Using Affinity Designer for iPad

5 minute read

Tools

Whilst Adobe are finally fulfilling the need for Photoshop on iPad, the first phase will only have a smaller set of core features. Although the rest are planned to come later, that still leaves illustrator and indesign nowhere to be seen.

In contrast to Adobe slimming down, one of the most impressive things about Affinity designer for iPad is how surprisingly extensive the tools are. With iPad you would typically expect slimmed down versions of software just purely to be able to run properly. However Affinity Designer somehow manages to give users near enough the same options the desktop version would. Others may feel differently, but I personally didn’t notice anything missing from my normal workflow.

 

Personas

Another really brilliant feature is the ability to switch between personas, allowing you to switch between vector and raster modes within the app, and eliminating the need to switch between other apps and software if your process requires it.

Vector persona - Does what it says on the tin. All your necessary tools for vector based drawing.

Pixel persona - Raster based editing and tools. This is great for mapping out ideas - something I would have usually done in Procreate, hand drawn or made up in Photoshop first. The selection of brushes is also great, there’s a vast number to choose from - whether that’s for sketching or adding texturing to your work.

 

Exporting / Importing

Affinity Designer offers a vast range of export options - whether that’s web or print, or exporting single layers and slices.

However, whilst you can import, you can’t export in an AI format (but more on that later).

 

User Interface

If you’ve only ever been an Adobe user, I think you’ll be pleasantly surprised at how easy the transition is between Illustrator and Affinity Designer. I’m by no means the most experienced and was a little apprehensive about having to relearn how to navigate everything. This really wasn’t the case. 

As I mentioned in my review of Procreate, I find it far easier to draw directly onto a screen rather than drawing on a tablet to translate to desktop. I feel the same way about Affinity designer. 

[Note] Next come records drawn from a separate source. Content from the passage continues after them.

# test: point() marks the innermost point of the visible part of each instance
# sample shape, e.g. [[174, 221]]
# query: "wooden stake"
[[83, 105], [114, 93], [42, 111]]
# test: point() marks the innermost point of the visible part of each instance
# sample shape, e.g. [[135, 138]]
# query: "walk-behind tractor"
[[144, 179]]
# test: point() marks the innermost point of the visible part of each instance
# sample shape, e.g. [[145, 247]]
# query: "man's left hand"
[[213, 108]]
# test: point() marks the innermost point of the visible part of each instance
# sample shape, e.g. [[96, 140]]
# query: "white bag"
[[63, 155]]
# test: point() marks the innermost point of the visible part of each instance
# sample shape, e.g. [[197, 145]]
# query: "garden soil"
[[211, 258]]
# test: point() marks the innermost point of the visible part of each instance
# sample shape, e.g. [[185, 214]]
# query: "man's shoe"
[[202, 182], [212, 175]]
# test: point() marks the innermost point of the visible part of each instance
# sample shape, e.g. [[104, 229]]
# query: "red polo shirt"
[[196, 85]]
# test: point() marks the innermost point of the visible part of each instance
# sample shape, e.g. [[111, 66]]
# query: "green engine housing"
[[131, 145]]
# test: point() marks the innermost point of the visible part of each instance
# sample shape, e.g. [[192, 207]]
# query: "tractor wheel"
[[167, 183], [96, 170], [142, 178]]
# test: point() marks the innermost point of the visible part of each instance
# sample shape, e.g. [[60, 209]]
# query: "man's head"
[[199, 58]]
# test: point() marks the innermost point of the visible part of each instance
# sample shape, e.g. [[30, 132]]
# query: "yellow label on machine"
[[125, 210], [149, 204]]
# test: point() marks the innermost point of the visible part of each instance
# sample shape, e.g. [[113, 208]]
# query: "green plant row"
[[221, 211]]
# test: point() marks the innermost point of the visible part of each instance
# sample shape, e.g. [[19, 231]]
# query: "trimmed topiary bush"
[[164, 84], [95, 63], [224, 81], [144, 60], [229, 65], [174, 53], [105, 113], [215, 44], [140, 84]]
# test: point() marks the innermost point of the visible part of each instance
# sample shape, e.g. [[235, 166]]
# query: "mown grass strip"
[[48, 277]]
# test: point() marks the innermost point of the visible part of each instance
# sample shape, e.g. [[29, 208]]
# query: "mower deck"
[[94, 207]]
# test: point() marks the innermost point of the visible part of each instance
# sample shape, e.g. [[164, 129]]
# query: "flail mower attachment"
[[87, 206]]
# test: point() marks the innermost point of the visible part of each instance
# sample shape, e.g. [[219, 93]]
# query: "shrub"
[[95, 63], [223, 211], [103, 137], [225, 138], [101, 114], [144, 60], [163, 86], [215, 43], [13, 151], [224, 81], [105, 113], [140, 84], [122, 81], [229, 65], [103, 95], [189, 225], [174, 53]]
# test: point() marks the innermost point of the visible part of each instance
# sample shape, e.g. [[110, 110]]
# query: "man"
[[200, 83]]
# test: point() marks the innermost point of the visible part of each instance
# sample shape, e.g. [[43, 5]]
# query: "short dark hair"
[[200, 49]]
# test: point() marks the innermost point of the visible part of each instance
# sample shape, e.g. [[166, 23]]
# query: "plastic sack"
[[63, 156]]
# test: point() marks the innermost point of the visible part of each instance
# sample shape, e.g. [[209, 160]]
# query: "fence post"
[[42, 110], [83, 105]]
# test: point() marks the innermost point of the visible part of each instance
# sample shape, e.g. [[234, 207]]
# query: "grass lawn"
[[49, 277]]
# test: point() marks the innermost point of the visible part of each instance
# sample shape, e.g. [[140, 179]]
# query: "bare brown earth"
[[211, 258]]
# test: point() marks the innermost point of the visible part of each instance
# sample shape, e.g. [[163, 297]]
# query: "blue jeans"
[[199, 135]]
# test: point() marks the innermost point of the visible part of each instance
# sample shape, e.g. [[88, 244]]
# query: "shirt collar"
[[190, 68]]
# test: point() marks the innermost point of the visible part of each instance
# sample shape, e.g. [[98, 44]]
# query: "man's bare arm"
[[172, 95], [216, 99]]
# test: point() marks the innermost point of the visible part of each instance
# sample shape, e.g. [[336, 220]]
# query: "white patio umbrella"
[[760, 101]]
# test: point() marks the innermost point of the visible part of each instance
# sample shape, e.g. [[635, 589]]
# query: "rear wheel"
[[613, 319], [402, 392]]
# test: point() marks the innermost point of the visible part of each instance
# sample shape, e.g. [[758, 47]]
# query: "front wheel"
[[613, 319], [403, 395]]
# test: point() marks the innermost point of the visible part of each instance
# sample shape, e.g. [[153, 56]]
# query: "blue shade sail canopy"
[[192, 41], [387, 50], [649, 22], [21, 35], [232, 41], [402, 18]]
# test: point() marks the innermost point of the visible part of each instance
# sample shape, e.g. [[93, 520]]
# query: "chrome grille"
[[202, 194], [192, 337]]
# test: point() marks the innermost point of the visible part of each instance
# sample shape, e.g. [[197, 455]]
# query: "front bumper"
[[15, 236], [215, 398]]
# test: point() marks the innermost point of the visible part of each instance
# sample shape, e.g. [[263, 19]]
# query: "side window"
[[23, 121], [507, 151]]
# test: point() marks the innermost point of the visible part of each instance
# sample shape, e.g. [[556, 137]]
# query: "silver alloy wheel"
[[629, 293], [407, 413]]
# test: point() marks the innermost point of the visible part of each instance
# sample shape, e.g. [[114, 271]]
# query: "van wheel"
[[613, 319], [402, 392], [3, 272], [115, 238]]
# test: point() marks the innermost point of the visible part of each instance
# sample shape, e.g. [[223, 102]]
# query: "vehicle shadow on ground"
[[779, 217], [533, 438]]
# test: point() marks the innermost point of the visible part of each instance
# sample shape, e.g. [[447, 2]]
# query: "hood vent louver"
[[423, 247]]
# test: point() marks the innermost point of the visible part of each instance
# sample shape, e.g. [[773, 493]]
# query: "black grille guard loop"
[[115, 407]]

The UI itself is very intuitive too. For example, a nice feature is that the toolbars automatically hide if you start to draw over part of the canvas they cover. Equally, however simple, there is a tooltip button that you can tap to reveal the name of every tool and menu on the app. It’s a great resource if you just need a quick overview, and it’s located in the bottom right of the screen for every time you need a refresher.

The tooltip button

Affinity Designer vs. Adobe Illustrator

Whilst a minor niggle in the grand scheme of things, this is a big inconvenience personally using Affinity Designer. Having just sung the praises of the vast number of import / export options, unlike Procreate which allows you to flawlessly export files as .psd’s, Affinity Designer isn’t ready to play ball with Illustrator. During one of our latest Hackathons, having produced a design on iPad - I needed to export and make some final adjustments with existing resources. I also needed to be able to share it with the team as an .ai file. Whilst I could open and edit the file, it was a bit of a mess. I had to go in and spend unnecessary time fixing elements like gradients and groupings. Whilst this was relatively minor, the design I’d created was pretty simple so I’d imagine it’d be far more frustrating with something more complicated. It's also still enough of an inconvenience to put me off using it for shared projects. Especially one as time sensitive as a Hackathon. 

Like most agencies, Adobe software is core to our working practises. However, if you don’t have the need to share .ai files in a team environment, I really can’t find issue with it.

 

Summary

Overall it’s really difficult to fault Affinity Designer for iPad - it’s definitely worth the praise that’s heaped on it. And at £19.99 as a one off purchase (no ongoing subscription necessary) it’s a lot of bang for your buck. 

Great for remote working with a full fat feature list - one for everyone’s design artillery, whether beginner or professional.

If you fancy giving it a go but aren’t sure where to start, Affinity have a great number of tutorial videos on their website to give you an overview on using the app. I’d recommend the tutorial on Gestures as a necessity.